Additionally, workers want more paid time off per year. In California the Kaiser contract includes 40 hours of paid time off per year, he said, to improve work-life balance, including a “mental health” day if needed. Maui Memorial workers want the same.
“A lot of the language we’re adding is directly from their contract,” he said.
The union is also pushing for the same nurse-to-patient ratios on Maui that Kaiser has agreed to in its contract covering registered nurses in
California.
This includes a ratio of
1 nurse to 1 patient in ER trauma, 1-to-2 in critical care and 1-to-4 in the medical-surgical unit.
While nurse managers do their best to manage ratios, Funes said, the ER can quickly become overwhelming when a trauma patient comes in requiring one-on-one care, leaving the other nurse on duty to care for seven patients.

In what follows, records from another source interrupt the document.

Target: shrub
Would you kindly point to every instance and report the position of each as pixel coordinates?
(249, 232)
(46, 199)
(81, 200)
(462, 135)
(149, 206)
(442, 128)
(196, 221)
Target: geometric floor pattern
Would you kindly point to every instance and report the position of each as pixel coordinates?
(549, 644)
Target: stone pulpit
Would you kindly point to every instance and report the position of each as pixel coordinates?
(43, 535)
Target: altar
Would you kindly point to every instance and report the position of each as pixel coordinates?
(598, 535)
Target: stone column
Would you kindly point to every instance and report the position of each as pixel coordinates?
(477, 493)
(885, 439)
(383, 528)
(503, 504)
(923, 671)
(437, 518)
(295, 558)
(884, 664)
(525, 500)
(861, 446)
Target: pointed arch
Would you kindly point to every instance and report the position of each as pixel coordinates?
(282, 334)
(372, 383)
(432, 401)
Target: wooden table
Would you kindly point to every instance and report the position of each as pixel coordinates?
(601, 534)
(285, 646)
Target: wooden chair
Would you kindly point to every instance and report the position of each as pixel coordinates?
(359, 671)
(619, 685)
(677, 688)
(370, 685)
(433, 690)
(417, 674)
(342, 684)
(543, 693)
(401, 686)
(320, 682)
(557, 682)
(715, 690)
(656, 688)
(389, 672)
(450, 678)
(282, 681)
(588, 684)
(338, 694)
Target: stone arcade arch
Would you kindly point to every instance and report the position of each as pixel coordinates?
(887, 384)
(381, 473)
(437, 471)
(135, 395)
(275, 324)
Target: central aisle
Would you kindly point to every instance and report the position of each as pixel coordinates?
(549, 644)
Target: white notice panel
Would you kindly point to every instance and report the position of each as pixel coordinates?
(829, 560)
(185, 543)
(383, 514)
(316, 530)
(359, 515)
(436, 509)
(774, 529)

The registered nurse turnover rate at Maui Memorial is more than three times higher than at Kaiser’s other clinics and hospitals in Hawaii, the union said, at 13.9% compared with 4.2%, which comes at a tremendous cost to the
hospital.
At the same time, due to the constant turnover and shortages, nurses are getting burned out.
This cycle will only continue without better pay and improved working conditions, according to Shelly Donnelly, a psychiatric registered nurse at Maui Memorial, due to the inability to recruit and retain nurses who can afford to live on Maui.
At Maui Memorial, nurses have long been working short-staffed, she said, and studies have shown that for every
patient added to a nurse’s workload, the probability of mortality increases by 7%.
“The burnout is constant,” she said. “You worry if you’re going to come to work in safe or unsafe working conditions because it’s so dynamic and changes from day to day.”
The union says the November strike is an unfair labor practice strike due to several, separate incidents.
“I think a majority of the nurses are obviously worried about patient safety while we are on strike,” said Donnelly. “I feel like we’ve been put in this position. This is what we have to do to be heard for the community and patient safety in the long run.”